More promotion test cases #30

honno · 2021-10-19T09:41:33Z

This should help resolve #24. Starts from the unmerged #26 so the commit history is currently messy. I'm going to try cover some more methods before seeing about a refactor.

honno · 2021-10-20T16:10:37Z

I think I've covered every method now (save extensions). Parametrizing is a bit difficult given subtle differences in these methods, so something I'd recommend we can think about later. I made a Hypothesis strategy for 2-or-more promotable dtypes... it minimises okay, some room for improvement if/once I test for it.

Like with the elementwise/operator tests, I'm covering multi-dimensional arrays. I also thought to cover kwargs, although I didn't get round to fully implementing them today (e.g. the axis kwargs are limited so they're safe for all valid inputs, not respective to shapes). I'm now thinking of scrapping kwargs stuff (i.e. assume they're not going to affect dtype promotion behaviour), and leave that for you/me later to use in their own dedicated test methods. Scrapped kwargs.

The func name and respective dtypes are now included in all the error messages. I thought to keep that information at the end, so that in truncated scenarios the user can see the relevant bug information next to the test case name.

=============================================================================== short test summary info ===============================================================================
FAILED test_type_promotion.py::test_where[(int8, int16) -> int16] - AssertionError: out.dtype=int8, but should be int16 [where(int8, int16)]

array_api_tests/hypothesis_helpers.py

asmeurer · 2021-10-20T19:53:46Z

array_api_tests/test_type_promotion.py

+@given(shapes=hh.mutually_broadcastable_shapes(2, min_dims=1), data=st.data())
+def test_matmul(in_dtypes, out_dtype, shapes, data):
+    x1 = data.draw(xps.arrays(dtype=in_dtypes[0], shape=shapes[0]), label='x1')
+    x2 = data.draw(xps.arrays(dtype=in_dtypes[1], shape=shapes[1]), label='x2')

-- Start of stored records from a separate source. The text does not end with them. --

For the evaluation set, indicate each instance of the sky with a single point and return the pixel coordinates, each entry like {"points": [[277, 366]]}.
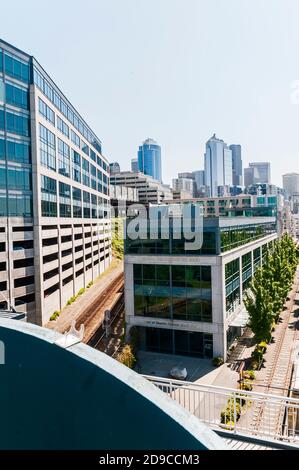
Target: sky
{"points": [[177, 71]]}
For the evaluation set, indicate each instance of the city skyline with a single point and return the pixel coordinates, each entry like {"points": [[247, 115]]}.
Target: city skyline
{"points": [[241, 106]]}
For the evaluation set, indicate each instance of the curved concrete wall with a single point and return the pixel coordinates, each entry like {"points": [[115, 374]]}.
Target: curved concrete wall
{"points": [[52, 398]]}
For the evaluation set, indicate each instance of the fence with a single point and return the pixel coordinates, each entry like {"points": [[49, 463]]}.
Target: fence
{"points": [[252, 413]]}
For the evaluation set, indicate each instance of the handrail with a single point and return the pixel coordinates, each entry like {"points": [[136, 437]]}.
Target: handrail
{"points": [[197, 386]]}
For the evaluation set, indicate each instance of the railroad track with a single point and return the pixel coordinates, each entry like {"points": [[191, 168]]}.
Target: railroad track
{"points": [[268, 418], [100, 335], [90, 317]]}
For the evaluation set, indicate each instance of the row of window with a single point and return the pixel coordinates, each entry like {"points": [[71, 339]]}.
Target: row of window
{"points": [[15, 67], [15, 150], [17, 178], [73, 202], [14, 122], [63, 107], [68, 279], [177, 292], [70, 163], [16, 205]]}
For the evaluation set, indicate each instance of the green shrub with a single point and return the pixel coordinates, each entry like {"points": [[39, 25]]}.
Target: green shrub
{"points": [[55, 315], [247, 385], [217, 361], [126, 356], [249, 374]]}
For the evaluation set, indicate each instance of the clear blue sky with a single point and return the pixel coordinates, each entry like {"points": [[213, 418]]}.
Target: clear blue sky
{"points": [[173, 70]]}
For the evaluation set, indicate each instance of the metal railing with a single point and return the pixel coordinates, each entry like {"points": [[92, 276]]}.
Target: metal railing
{"points": [[236, 410]]}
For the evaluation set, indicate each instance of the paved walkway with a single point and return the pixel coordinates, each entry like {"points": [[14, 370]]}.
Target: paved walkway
{"points": [[75, 310]]}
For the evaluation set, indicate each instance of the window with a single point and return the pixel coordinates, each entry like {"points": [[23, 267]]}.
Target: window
{"points": [[42, 83], [23, 263], [28, 228], [22, 245], [24, 281], [84, 148], [17, 123], [77, 203], [3, 266], [63, 127], [46, 111], [232, 285], [19, 178], [76, 166], [16, 68], [50, 274], [85, 172], [50, 258], [47, 148], [75, 138], [17, 151], [93, 176], [17, 96], [25, 299], [63, 158], [51, 290], [177, 292], [19, 205], [48, 197], [86, 204], [65, 208]]}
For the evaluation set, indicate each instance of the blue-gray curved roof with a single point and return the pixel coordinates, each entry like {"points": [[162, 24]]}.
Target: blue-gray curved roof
{"points": [[79, 398]]}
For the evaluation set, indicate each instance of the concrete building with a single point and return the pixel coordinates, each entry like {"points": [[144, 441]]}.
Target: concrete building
{"points": [[55, 230], [191, 302], [291, 184], [114, 167], [134, 165], [184, 184], [237, 164], [121, 198], [218, 165], [150, 191], [258, 172], [149, 159]]}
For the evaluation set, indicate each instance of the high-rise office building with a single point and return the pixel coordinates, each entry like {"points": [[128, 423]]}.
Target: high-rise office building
{"points": [[184, 184], [149, 159], [248, 176], [134, 165], [55, 223], [291, 184], [237, 164], [261, 172], [114, 168], [218, 165]]}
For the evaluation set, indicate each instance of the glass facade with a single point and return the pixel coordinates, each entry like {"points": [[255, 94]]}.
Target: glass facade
{"points": [[175, 245], [176, 292], [232, 286], [186, 343], [233, 237], [149, 159]]}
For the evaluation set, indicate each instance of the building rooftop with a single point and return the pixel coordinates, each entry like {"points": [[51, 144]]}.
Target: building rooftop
{"points": [[79, 398]]}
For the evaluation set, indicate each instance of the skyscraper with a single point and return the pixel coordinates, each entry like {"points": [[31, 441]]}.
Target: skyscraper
{"points": [[114, 168], [237, 164], [149, 159], [291, 184], [134, 165], [54, 200], [218, 165], [261, 172]]}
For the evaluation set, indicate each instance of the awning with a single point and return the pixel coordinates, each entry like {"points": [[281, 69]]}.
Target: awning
{"points": [[241, 319]]}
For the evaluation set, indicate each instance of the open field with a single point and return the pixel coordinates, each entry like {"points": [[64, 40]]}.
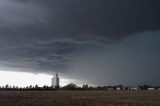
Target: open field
{"points": [[79, 98]]}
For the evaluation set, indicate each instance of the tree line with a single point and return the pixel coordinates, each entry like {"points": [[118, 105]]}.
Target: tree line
{"points": [[73, 86]]}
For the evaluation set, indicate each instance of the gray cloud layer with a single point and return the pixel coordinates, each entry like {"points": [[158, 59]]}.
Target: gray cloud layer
{"points": [[59, 35]]}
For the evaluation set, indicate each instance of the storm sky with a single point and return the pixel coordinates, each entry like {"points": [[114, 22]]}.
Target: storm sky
{"points": [[105, 42]]}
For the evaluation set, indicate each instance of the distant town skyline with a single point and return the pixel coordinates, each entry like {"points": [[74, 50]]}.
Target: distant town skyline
{"points": [[102, 42]]}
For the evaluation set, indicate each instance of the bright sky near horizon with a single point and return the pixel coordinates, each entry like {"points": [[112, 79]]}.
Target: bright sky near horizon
{"points": [[23, 79]]}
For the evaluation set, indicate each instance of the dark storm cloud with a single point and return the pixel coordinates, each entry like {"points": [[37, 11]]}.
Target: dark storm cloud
{"points": [[53, 35]]}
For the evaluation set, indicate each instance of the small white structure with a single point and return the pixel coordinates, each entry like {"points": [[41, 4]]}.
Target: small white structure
{"points": [[134, 89], [55, 81], [151, 89], [118, 88], [110, 89]]}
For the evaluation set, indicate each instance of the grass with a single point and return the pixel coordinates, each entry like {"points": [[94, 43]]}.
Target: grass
{"points": [[79, 98]]}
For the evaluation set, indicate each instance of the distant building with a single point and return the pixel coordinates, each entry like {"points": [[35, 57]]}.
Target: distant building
{"points": [[55, 81], [134, 89], [151, 89], [118, 88]]}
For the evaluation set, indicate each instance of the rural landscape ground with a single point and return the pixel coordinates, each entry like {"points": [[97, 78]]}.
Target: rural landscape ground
{"points": [[79, 98]]}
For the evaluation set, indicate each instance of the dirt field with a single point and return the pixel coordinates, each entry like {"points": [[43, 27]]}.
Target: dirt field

matmul needs the input shapes to align (see the conditions in test_matmul).

asmeurer · 2021-10-20T20:01:54Z

So it looks like none of the functions outside of elementwise are actually testable with the same test as elementwise. I wonder if we should just test the type promotion for these functions in their normal function tests, like I've done here

array-api-tests/array_api_tests/test_linalg.py

Line 274 in 9fbe990

    
           assert res.dtype == dh.promotion_table[x1.dtype, x2.dtype], "matmul() did not return the correct dtype"

For matmul especially I don't know if it's worth it trying to come up with an input strategy for it just so that we can split the type promotion out into a separate test. The primary benefit of testing type promotion separately, as I understand it, is that the types are parameterized, so that you always have every combination tested. I don't know hypothesis internals enough to know how high you have to set the max examples to ensure that for the more general test, but I think it will be good in general for library authors to do a run with a high max-examples once they feel their library is confirming just to confirm the tests didn't miss anything.

honno · 2021-10-21T16:42:30Z

I see what you mean about the limitations of the non-elementwise dtype promotion tests. To prepare for a future where we're testing the 2-or-more array-accepting methods, I've made hh.mutually_promotable_dtypes() able to return more-than-2 dtypes. I've kept methods like test_meshgrid around, so you/I can move and extend them when we get time to properly implement the tests.

Respectively I've factored out my util assert_dtypes, which I believe gives a succinct error message that still gives relevant information. I've tried using it for test_lingalg.py::test_matmul too as a proof of concept—if you're happy with it, I would like to use ph.assert_dtypes outside of test_type_promotion.py going forward when testing dtype promotion.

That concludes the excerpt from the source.